João Amílcar Salgado
         Era julho de 1946, eu estava no 3º ano de primeiras letras e acompanhava a animação em minha casa por causa da formatura naquele final de ano de meu tio, Aprígio de Abreu Salgado (saneador da malária sulmineira, sem o que não haveria Furnas), que morava conosco. Na casa em frente residia a dona Sinhaninha, prima de minha mãe, e ali estavam dois outros formandos: o filho dela, Adauto Barbosa Lima (cardiologista de nossa primeira circulação extracorpórea), e o primo deste, Oscar Resende Lima (proeminente docente de psiquiatria da USP). E na cidade havia um quarto formando, filho de grande amigo de meu pai: Alberto Sarquis (admirável médico integral). Aquela cidadezinha, Nepomuceno, que raramente formava um médico, naquele ano formava nada menos do que quatro e numa das mais brilhantes turmas da Universidade. Lembro-me bem que o Adauto e o Oscarzinho orientavam o Aprígio e o Alberto  sobre a casimira que deviam vestir na festa.

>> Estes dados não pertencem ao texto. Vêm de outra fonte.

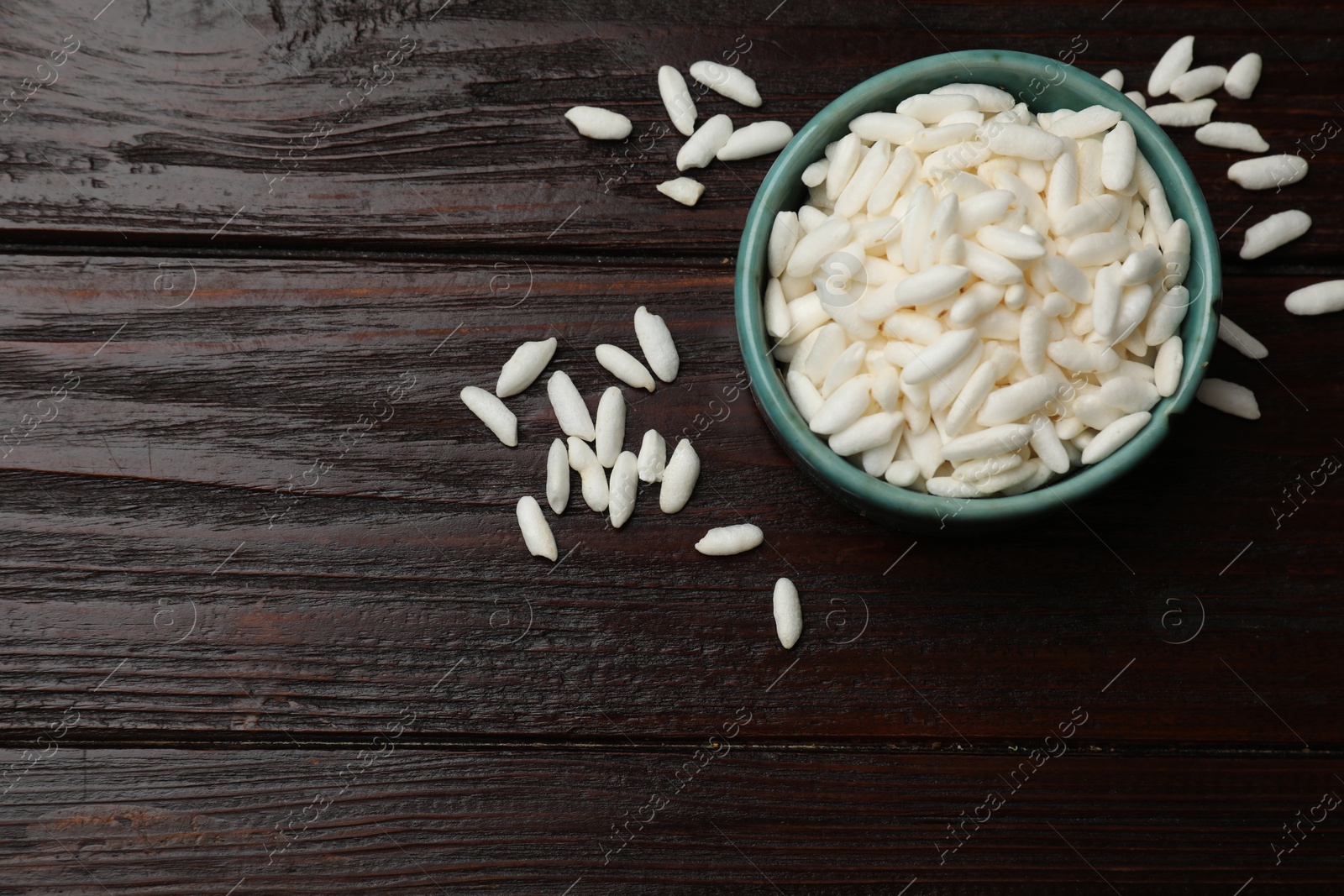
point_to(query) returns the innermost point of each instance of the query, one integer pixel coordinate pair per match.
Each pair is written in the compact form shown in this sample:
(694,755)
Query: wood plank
(237,125)
(176,563)
(738,820)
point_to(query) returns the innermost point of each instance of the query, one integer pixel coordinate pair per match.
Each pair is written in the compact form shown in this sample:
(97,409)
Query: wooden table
(268,622)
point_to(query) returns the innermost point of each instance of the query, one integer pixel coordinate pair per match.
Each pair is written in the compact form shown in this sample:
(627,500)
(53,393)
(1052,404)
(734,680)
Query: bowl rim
(871,495)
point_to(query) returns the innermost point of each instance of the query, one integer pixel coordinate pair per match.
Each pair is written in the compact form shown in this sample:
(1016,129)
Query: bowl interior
(1045,85)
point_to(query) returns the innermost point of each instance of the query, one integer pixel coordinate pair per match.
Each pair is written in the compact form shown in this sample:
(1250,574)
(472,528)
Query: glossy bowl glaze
(1045,85)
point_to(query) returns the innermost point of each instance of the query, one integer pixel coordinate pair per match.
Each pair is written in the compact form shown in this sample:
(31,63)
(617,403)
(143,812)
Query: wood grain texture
(738,821)
(265,123)
(232,526)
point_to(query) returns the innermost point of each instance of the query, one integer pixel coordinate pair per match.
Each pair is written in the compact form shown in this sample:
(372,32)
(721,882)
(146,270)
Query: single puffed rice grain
(656,343)
(727,540)
(1117,156)
(1183,114)
(537,532)
(679,477)
(624,484)
(1229,398)
(628,369)
(701,147)
(1116,434)
(1173,63)
(757,139)
(990,98)
(1198,82)
(784,237)
(591,474)
(1274,231)
(683,190)
(678,100)
(1243,76)
(570,410)
(524,365)
(788,613)
(598,123)
(1167,369)
(611,426)
(727,81)
(558,477)
(1317,298)
(492,414)
(654,457)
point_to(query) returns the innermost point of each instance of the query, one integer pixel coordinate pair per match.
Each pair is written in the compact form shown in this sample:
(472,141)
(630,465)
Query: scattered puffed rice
(1229,398)
(598,123)
(1115,436)
(1231,134)
(730,539)
(611,426)
(1167,369)
(788,613)
(537,532)
(492,414)
(1317,298)
(1272,233)
(685,190)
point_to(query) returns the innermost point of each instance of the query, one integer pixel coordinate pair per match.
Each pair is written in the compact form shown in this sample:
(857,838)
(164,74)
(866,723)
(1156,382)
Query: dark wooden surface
(234,559)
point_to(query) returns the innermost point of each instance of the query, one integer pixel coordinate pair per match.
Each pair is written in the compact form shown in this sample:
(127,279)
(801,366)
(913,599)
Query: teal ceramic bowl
(1045,85)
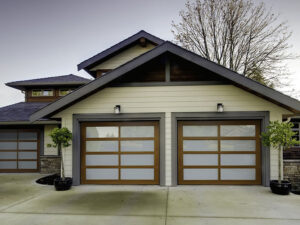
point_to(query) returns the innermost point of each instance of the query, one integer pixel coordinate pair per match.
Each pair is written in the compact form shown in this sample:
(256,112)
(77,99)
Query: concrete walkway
(22,201)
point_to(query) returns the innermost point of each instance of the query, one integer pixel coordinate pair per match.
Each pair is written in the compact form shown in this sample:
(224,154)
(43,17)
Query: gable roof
(68,80)
(237,79)
(86,64)
(20,111)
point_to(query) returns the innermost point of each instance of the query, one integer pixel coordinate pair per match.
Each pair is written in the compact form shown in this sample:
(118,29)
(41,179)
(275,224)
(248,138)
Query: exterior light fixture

          Em meus verdes nove anos, mal sabia que conviveria longamente com outros formandos daquele ano, em minha carreira docente na mesma Faculdade que os graduou. E mal sabia eu que estaria aqui hoje a saudar o astro insigne dessa turma de estrelas, o scollar Ivo Helcius Jardim de Campos Pitanguy.   Por este nome, que é um verso alexandrino, percebe-se que seus pais, o cirurgião Antônio Campos Pitanguy e a beletrista Maria Stael Jardim, eram poetas, e com poesia profetizaram a especialidade do filho, eis que a cirurgia plástica nada mais é que o ramo da medicina mais próximo da expressão estética.
          A medicina mineira tem bela história a dizer ao mundo. Esta afirmação eu a fiz nos 90 anos de nossa Faculdade Máter e a repeti em seu centenário, no ano passado. Não cabem aqui as páginas que listem as impressionantes primazias mineiras. Basta dizer que são mineiras as maiores contribuições brasileiras à ciência: a descoberta da doença de Chagas por Carlos Chagas e a da bradicinina por Wilson Beraldo, além de serem egressos desta mesmíssima Faculdade o maior presidente brasileiro: Juscelino Kubitschek, o maior memorialista lusófono: Pedro Nava,  e o mais original prosador do idioma: Guimarães Rosa. 
Cabe, contudo, acrescentar que Baeta Viana, paraninfo dessa formidável turma de 1946, se coloca ao lado desses cinco gigantes, não por alguma descoberta científica, mas por ter descoberto um conjunto harmonioso de cientistas pré-clínicos, um deles Beraldo, e outro conjunto, não menos esmerado e influente, de clínicos cientistas e cirurgiões cientistas, um destes, Ivo Pitanguy.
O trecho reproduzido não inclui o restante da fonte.